Tuesday 5 July 2011

France: bitter opposition to naming a school after Simone Veil

Simone Veil in person intervened to ask the municipality of Mennecy to abandon its project. The Mayor (UMP, conservative), Jean-Philippe Dugoin, gave in to pressure and the name of the Myrtilles school will not change into Myrtilles-Simone-Weil.

The proposal was opposed by a staggering 92% of parents and neighbours and caused a bitter three-week row.

The move had been thought to be consensual because Mrs. Veil enjoys great respect and popularity, she was elected the favourite woman by the French in 2010.

Simone Veil, aged 82,  is a French lawyer and politician who served as Minister of Health under Valéry Giscard d'Estaing, President of the European Parliament and member of the Constitutional Council of France.  She is a survivor from the Auschwitz-Birkenau concentration camp where she lost part of her family, she is the Honorary President of the Fondation pour la Mémoire de la Shoah.  She was elected to the Académie française in 2008. 

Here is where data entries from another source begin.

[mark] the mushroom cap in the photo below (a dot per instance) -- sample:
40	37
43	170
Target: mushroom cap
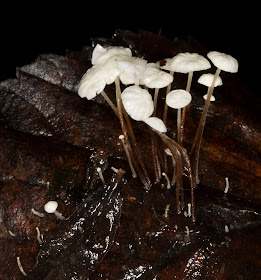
178	98
189	62
50	206
156	124
95	79
131	68
137	102
207	79
168	152
101	54
164	64
153	77
92	83
212	98
223	61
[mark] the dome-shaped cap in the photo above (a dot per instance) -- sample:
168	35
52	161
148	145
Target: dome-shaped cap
189	62
153	77
92	83
137	102
101	54
223	61
178	98
156	124
131	68
207	79
50	206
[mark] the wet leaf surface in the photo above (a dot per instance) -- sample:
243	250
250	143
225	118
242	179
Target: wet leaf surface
51	143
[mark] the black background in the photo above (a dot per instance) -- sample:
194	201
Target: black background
28	31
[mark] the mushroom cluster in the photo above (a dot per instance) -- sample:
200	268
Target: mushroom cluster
134	78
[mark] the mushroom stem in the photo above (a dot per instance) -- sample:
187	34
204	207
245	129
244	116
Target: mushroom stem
190	75
100	175
179	126
174	147
156	93
199	133
134	174
155	157
165	113
59	215
136	147
167	179
106	97
125	133
20	266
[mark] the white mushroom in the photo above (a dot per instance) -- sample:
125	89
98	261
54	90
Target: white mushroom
132	69
158	125
94	81
178	99
165	65
137	102
99	171
222	62
51	206
154	77
101	54
188	63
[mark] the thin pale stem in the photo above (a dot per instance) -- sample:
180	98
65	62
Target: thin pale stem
125	133
199	133
134	174
190	75
174	147
155	157
136	147
106	97
156	93
179	125
165	113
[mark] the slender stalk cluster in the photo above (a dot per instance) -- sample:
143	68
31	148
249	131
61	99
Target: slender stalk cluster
137	77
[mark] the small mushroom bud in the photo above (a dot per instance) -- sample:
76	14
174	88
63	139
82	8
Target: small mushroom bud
100	175
51	206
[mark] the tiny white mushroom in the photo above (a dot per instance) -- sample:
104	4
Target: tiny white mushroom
132	69
167	179
178	99
20	266
100	175
189	209
156	124
212	98
166	212
222	62
206	80
134	174
137	102
11	233
188	63
100	54
39	214
165	65
227	185
38	236
154	77
226	228
51	206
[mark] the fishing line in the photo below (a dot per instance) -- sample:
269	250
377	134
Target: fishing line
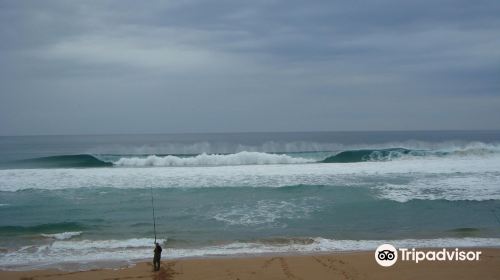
154	218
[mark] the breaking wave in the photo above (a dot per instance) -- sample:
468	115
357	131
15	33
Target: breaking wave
477	149
241	158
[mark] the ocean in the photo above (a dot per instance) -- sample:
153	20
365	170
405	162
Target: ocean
85	201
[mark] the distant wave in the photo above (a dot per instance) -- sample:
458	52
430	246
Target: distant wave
252	158
241	158
62	161
398	153
62	235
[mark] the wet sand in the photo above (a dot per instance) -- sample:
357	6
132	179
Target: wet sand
353	265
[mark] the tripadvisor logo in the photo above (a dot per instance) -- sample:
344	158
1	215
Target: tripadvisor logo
387	255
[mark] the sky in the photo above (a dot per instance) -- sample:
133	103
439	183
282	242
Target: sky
98	67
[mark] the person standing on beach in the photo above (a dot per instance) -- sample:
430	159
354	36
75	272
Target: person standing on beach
157	257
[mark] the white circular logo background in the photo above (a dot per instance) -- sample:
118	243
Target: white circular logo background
386	255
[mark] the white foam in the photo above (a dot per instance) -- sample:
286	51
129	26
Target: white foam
462	178
85	251
241	158
81	251
266	212
288	147
62	235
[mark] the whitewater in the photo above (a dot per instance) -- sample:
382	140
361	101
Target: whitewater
73	203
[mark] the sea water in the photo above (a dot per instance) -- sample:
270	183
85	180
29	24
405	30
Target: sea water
85	201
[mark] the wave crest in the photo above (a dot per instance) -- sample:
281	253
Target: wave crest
241	158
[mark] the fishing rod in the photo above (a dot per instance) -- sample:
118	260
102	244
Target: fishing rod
154	218
495	214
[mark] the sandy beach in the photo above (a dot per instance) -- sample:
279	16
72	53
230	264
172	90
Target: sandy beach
354	265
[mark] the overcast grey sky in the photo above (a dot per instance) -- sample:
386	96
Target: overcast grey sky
78	67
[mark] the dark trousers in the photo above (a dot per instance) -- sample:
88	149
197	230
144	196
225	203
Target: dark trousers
156	263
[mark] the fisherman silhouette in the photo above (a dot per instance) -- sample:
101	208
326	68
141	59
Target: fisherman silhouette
157	257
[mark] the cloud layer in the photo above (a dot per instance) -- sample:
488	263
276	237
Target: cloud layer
215	66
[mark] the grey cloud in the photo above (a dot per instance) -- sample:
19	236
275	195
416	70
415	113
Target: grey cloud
180	66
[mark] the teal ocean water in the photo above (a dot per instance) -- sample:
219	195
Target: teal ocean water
85	201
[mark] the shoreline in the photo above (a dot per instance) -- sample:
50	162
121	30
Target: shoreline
324	265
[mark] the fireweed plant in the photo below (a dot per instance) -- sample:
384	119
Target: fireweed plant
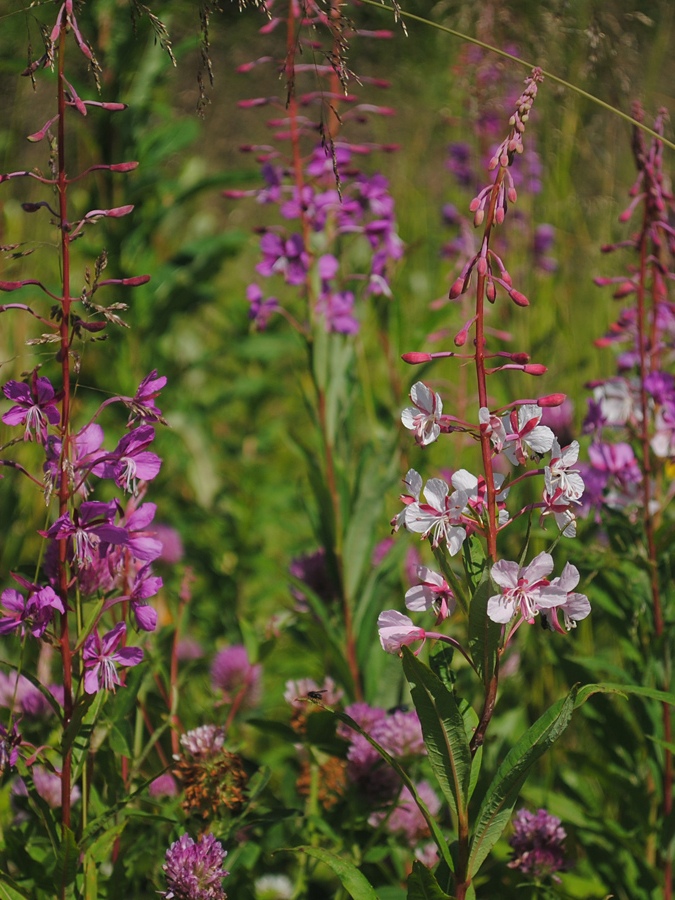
629	476
85	602
325	267
464	519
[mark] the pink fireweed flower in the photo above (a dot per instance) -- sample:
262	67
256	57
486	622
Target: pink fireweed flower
397	630
440	517
433	593
100	656
493	426
423	419
32	615
560	477
143	405
476	491
131	461
526	590
527	437
575	608
35	407
91	524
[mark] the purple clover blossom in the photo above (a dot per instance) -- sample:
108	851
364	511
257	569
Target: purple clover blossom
35	407
33	614
233	673
90	525
194	871
100	656
537	844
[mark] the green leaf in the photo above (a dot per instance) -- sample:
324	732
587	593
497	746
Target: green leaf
67	858
483	632
423	886
502	794
9	890
443	730
353	881
436	832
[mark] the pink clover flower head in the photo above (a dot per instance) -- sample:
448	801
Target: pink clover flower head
424	418
406	818
10	741
204	742
527	437
433	593
526	590
194	871
397	630
35	407
32	615
297	690
233	673
575	608
413	482
164	785
440	518
143	404
537	843
101	655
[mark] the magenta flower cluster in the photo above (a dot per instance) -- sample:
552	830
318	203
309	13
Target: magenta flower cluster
339	235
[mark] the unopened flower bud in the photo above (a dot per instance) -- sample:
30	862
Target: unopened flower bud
518	298
551	400
414	358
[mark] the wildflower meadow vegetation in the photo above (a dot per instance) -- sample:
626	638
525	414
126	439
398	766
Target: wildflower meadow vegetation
338	450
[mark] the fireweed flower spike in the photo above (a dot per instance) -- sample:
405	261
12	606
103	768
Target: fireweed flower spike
194	871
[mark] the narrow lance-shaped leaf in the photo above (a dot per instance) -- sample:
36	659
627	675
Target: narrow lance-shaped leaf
436	832
502	794
354	882
443	730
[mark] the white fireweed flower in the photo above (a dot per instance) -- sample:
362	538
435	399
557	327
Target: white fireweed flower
440	517
560	476
423	419
525	590
527	434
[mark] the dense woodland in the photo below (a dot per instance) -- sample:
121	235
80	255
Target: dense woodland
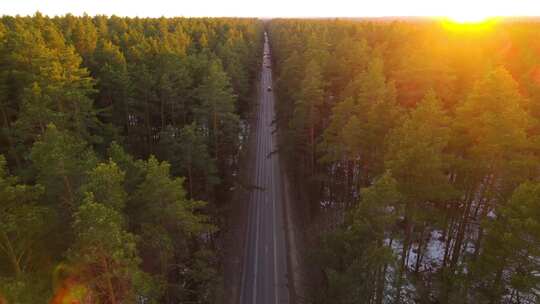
119	144
419	144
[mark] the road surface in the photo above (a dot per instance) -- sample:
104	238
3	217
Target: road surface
264	279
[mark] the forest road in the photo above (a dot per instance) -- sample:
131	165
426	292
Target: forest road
264	276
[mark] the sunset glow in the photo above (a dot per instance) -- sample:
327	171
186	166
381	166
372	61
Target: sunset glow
458	10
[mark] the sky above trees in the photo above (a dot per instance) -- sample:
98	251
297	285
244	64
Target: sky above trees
275	8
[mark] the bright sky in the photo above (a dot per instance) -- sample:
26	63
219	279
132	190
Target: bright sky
275	8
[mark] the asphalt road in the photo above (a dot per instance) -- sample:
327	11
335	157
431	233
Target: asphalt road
264	279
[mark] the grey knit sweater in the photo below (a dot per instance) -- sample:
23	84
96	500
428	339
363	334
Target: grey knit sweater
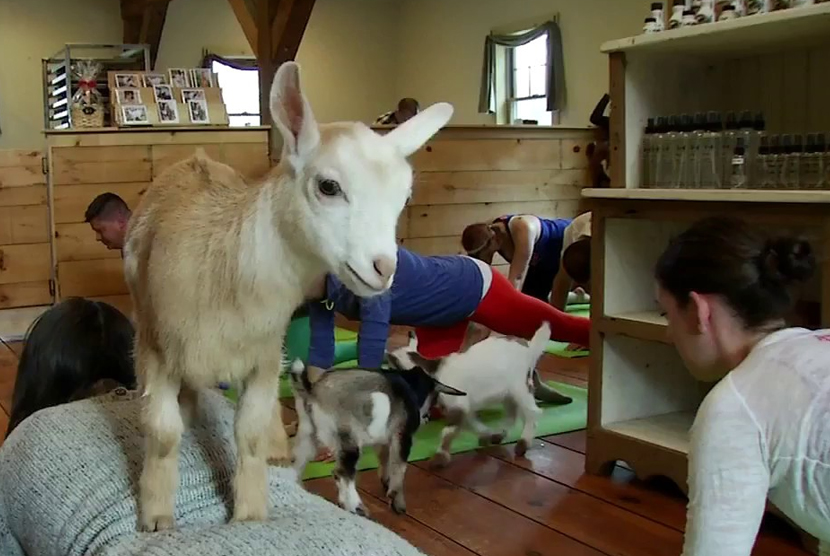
68	480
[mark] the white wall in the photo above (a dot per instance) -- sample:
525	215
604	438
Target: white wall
442	46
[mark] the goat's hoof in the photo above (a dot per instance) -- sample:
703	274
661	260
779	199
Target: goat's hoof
157	523
248	513
398	506
362	511
441	459
281	461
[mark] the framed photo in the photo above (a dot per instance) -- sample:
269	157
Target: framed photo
198	111
168	112
179	78
192	94
153	79
202	77
127	81
128	96
163	92
134	114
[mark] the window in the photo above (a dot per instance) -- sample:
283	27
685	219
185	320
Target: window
527	81
240	91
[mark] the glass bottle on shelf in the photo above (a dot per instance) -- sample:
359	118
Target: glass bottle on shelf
810	164
730	134
774	162
670	152
762	166
658	150
784	161
737	167
646	154
823	161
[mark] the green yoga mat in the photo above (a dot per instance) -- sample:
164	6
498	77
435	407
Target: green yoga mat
555	419
560	349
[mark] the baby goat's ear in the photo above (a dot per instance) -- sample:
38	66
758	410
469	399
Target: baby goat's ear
413	133
442	388
291	112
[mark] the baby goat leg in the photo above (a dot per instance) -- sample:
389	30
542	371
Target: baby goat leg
398	455
348	453
252	427
163	428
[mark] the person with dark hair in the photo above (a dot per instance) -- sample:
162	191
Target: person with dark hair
109	216
536	249
764	430
75	349
407	108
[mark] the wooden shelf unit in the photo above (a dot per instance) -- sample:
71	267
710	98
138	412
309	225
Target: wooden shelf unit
642	401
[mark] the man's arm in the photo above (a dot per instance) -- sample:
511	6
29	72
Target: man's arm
375	313
728	477
321	343
524	230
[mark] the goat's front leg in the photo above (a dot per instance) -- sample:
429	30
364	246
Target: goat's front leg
163	428
279	447
399	449
382	452
304	445
348	454
252	428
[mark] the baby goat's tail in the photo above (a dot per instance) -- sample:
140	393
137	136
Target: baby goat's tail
539	342
299	378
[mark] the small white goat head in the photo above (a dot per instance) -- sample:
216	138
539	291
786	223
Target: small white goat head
355	182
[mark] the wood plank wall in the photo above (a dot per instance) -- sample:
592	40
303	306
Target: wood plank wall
81	171
25	262
461	179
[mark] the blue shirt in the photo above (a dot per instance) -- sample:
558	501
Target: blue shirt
546	256
432	291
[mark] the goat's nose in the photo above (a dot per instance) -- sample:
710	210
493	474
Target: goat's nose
385	267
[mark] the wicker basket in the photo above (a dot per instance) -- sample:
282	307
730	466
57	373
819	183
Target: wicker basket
87	115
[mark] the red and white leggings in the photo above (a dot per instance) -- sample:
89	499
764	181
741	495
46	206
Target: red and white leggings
505	310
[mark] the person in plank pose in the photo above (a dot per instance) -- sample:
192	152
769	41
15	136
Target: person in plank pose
726	289
438	296
548	258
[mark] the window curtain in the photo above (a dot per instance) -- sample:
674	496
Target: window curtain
237	63
556	65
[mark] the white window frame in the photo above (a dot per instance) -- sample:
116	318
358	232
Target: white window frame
256	114
511	99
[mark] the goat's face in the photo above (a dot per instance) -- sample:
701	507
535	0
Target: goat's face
354	183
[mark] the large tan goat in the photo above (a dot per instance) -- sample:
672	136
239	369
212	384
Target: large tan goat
216	267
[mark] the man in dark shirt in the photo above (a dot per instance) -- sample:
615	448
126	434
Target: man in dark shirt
109	215
407	108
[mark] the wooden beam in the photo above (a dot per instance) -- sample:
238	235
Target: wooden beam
245	11
265	15
143	23
288	29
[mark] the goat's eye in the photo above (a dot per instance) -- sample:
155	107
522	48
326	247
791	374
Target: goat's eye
330	188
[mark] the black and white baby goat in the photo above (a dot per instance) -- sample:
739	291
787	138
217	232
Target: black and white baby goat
346	410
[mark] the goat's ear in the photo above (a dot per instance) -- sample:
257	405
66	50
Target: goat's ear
291	112
413	133
442	388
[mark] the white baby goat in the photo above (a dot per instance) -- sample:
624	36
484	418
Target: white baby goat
216	267
498	369
349	409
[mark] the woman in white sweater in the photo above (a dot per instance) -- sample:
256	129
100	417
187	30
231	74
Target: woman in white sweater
764	430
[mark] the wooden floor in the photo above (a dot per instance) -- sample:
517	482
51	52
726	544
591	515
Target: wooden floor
490	504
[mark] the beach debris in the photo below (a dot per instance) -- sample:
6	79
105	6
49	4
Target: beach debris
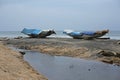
22	52
107	53
19	37
4	39
118	42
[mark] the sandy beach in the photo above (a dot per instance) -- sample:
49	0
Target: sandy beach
105	50
13	67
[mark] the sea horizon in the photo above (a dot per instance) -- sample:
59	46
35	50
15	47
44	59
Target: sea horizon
59	34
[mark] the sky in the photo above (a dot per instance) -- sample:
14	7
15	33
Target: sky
59	14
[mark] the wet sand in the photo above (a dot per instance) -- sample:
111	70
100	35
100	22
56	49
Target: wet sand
13	67
105	50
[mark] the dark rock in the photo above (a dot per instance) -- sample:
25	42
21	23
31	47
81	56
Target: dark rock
107	53
23	53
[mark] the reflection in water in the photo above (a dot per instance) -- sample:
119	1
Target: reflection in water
67	68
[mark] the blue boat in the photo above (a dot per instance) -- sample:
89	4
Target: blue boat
37	33
86	34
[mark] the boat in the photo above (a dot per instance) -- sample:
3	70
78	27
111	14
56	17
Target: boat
37	33
85	34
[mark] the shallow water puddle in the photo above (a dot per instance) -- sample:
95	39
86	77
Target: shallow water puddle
67	68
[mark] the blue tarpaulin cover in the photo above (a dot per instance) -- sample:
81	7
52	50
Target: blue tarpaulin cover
31	31
88	33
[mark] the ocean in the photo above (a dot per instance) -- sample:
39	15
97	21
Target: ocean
59	34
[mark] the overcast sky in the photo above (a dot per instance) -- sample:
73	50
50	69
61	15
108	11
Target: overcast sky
60	14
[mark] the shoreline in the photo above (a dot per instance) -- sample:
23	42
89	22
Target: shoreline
13	67
105	50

The Town Hall received e-mails with violent anti-Semitic content and some attacking the law legalizing abortion (her hardest political fight, and the one for which she is best-known). The Mayor Jean-Philippe Dugoin spoke of a "disgusting controversy with anti-Semitic connotations". 

Reacting to the controversy, Mrs. Veil who had welcomed the idea, wrote to ask for the plan to add her name to be dropped.